5.1 a) Begin our ‘stewardship’ approach with partners to addressing loneliness, including hiring a programme facilitator.
5.1 b) Benchmark our current understanding and evidence on loneliness in East Sussex and generate interest / investment in our work on loneliness from key stakeholders.
5.1 c) Try out new approaches to addressing and monitoring loneliness in East Sussex.

5.2 We will:  Work with social care providers to engage with and support carers, building on the tailored support available to connect groups of carers with shared needs and interests.

5.2 a) Talk with a range of people, via a workshop, to review what support for carers is already working well and how we can improve that support in response to this strategy and other insight.
5.2 b) Develop a strategic carers' partnership plan with the NHS, Voluntary, Community and Social Enterprise partners, and carers.

6. Group activities, hobbies and volunteering

We will:  Enable people to connect with communities, get active and live well by working together with residents and community organisations / groups to identify and develop inclusive and accessible activities.

6.1 a) Work with Voluntary, Community and Social Enterprise partners to work out which groups of residents’ experience barriers to accessing or being included in community activities. Review existing measures in place that make activities accessible and inclusive.
6.1 b) Create a voluntary self-assessment ‘accessibility checklist’ for community organisations and groups to help them understand how accessible or inclusive their activities are to residents.
6.1 c) Promote directories to residents who have experienced barriers to accessing/ being included in existing community activities, including ways they can identify activities that have used the 'accessibility checklist'.
6.1 d) Work with Active Sussex to investigate and understand how physical activity should be part of the support offered by us, partners and providers. Explore new ways to embed physical activity in the support offered by adult social care.

6.2 We will: Reduce barriers to people accessing volunteering, or barriers for service providers in hosting volunteers, including developing ways to promote volunteering around people’s passions and hobbies.

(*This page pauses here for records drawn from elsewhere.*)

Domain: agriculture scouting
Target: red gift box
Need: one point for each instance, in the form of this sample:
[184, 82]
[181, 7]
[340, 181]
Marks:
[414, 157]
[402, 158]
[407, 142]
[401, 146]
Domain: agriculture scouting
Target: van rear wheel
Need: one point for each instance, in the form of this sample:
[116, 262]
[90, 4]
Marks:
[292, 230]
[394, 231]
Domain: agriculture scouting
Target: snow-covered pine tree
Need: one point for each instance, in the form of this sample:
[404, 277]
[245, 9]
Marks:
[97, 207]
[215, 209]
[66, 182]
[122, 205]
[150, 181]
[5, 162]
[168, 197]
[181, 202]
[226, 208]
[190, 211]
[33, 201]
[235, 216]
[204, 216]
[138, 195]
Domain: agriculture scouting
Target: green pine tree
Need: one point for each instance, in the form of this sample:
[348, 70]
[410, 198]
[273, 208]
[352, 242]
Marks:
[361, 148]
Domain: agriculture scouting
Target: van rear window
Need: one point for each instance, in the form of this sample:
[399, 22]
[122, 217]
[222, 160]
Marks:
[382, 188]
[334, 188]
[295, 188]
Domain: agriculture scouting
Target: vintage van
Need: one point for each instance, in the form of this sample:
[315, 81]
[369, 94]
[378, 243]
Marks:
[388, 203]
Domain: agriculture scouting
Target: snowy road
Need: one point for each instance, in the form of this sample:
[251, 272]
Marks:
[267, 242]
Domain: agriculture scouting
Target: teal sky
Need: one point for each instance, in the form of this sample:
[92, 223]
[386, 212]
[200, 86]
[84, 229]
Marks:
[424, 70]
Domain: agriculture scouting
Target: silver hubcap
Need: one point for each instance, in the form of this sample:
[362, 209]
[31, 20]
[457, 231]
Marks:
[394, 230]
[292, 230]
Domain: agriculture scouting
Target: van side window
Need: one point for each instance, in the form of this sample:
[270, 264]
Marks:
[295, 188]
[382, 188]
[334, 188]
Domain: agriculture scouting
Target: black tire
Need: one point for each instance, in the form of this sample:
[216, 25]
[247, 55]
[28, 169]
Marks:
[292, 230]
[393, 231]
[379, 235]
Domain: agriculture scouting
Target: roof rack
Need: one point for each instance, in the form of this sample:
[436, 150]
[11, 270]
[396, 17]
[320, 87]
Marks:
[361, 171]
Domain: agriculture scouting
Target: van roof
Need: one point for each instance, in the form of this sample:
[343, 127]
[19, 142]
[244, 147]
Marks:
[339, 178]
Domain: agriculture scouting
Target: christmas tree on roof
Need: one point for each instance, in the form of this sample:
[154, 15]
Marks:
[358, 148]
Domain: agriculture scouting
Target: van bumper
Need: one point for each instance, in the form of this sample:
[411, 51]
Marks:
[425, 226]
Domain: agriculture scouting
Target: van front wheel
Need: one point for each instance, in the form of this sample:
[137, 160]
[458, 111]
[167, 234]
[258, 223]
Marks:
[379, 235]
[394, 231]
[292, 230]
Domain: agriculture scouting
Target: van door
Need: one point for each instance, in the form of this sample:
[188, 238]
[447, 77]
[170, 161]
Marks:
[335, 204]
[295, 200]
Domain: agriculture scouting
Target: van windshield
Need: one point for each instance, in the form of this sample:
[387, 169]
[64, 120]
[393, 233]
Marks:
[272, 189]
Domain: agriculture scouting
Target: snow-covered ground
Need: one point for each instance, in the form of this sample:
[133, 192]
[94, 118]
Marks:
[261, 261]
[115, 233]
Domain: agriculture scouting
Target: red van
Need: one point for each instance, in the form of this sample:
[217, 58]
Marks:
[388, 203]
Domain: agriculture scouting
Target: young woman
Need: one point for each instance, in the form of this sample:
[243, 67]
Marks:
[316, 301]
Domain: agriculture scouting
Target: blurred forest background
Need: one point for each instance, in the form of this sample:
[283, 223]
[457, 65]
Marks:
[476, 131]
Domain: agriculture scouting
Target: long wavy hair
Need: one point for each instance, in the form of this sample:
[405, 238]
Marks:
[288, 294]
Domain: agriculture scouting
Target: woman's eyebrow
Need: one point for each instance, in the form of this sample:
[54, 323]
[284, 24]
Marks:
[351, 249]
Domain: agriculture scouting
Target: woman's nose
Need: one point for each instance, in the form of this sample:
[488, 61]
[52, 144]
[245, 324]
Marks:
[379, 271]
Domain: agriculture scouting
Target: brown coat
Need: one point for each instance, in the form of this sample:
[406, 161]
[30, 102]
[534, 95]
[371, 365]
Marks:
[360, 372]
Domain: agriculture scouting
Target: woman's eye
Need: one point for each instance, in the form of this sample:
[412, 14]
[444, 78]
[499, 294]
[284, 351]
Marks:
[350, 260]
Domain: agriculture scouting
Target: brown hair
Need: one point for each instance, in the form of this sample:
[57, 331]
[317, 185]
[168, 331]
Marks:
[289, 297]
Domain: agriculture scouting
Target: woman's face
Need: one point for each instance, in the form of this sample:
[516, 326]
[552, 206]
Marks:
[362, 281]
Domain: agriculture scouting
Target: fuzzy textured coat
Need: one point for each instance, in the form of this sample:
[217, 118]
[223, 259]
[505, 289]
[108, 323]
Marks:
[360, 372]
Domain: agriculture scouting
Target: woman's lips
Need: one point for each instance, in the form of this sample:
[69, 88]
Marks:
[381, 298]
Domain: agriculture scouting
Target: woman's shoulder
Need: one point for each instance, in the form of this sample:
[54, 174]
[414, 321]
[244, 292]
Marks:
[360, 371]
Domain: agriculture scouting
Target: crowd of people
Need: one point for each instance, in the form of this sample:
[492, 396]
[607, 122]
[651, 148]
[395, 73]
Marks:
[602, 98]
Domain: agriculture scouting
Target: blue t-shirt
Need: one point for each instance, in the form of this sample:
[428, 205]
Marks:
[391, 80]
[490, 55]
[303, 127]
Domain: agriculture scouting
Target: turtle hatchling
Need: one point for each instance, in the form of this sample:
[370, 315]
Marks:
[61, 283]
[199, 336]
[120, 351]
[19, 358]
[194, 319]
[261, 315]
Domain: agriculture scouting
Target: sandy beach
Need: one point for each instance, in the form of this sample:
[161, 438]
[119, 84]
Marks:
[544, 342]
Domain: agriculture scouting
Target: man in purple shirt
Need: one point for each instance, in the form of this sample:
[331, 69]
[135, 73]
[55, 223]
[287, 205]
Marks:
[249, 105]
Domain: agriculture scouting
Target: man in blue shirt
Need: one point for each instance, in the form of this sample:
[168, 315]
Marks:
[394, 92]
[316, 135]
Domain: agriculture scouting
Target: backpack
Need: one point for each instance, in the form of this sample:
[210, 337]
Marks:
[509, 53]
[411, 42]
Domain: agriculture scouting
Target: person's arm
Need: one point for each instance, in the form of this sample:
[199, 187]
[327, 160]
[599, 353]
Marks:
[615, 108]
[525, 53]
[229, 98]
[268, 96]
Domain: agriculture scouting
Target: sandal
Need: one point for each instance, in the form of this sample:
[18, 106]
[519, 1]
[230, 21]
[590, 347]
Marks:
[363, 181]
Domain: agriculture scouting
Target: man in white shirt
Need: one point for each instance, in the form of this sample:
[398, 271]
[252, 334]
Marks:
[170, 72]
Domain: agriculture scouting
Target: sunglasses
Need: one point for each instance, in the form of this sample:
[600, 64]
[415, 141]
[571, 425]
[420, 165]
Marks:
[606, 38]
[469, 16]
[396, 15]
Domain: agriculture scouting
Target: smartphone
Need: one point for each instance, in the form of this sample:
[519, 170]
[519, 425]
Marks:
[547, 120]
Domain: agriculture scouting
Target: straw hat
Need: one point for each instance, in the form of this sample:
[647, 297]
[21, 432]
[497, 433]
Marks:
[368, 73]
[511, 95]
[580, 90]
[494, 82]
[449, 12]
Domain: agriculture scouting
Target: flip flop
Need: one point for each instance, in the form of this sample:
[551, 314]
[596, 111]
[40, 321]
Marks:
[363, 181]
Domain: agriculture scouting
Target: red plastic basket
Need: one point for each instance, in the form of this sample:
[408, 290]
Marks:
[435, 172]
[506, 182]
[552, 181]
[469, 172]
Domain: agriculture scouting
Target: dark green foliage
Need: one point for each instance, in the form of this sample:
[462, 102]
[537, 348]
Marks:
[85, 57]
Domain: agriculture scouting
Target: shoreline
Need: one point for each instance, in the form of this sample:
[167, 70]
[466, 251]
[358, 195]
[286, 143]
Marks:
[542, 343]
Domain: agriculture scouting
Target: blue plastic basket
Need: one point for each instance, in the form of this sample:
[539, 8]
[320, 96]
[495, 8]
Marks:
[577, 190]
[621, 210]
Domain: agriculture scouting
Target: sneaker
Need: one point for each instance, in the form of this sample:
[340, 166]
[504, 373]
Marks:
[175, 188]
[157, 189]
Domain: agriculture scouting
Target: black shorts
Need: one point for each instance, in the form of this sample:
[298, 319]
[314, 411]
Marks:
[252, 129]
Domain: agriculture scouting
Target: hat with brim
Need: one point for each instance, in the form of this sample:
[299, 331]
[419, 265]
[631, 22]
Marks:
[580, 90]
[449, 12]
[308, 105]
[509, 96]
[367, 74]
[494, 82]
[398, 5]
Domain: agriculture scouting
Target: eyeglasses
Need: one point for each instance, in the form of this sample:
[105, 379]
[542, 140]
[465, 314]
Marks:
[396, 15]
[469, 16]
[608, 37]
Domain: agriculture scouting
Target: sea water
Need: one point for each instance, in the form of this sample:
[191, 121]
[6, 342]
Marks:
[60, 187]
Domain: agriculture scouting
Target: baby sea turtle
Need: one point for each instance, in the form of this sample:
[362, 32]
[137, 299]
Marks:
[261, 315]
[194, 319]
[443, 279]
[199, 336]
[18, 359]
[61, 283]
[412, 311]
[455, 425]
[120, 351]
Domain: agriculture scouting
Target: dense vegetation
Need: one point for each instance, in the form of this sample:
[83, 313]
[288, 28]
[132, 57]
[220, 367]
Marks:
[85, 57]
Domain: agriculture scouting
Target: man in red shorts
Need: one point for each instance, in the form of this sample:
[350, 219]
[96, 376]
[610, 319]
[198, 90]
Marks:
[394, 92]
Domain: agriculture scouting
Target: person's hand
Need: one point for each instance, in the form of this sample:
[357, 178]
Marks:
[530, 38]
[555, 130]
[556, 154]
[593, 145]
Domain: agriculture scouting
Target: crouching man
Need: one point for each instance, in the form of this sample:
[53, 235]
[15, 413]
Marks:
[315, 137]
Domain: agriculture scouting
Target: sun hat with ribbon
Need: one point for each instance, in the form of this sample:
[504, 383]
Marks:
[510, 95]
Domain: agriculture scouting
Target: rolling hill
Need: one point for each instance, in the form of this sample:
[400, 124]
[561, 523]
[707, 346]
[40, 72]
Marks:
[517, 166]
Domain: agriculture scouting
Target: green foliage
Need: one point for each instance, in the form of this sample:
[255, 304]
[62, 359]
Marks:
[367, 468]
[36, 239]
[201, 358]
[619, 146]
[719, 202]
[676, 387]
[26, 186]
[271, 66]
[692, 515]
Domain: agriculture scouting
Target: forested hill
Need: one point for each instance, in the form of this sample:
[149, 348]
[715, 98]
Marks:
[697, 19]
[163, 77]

6.2 a) Review evidence and insight on the barriers to taking part in formal volunteering and the barriers volunteer- involving organisations experience in getting people to come forward.
6.2 b) Develop a business case on the viability of increasing infrastructure funding to support services to host volunteers, in response to evidence and insight on the barriers to volunteering.
6.2 c) Link with our financial inclusion programme to identify opportunities to address the financial barriers people experience when trying to volunteer.
6.2 d) Explore inclusive ways to promote volunteering opportunities to people we seldom hear from.
6.2 e) Promote volunteering as a way people can engage with their passions, hobbies and share skills with their community.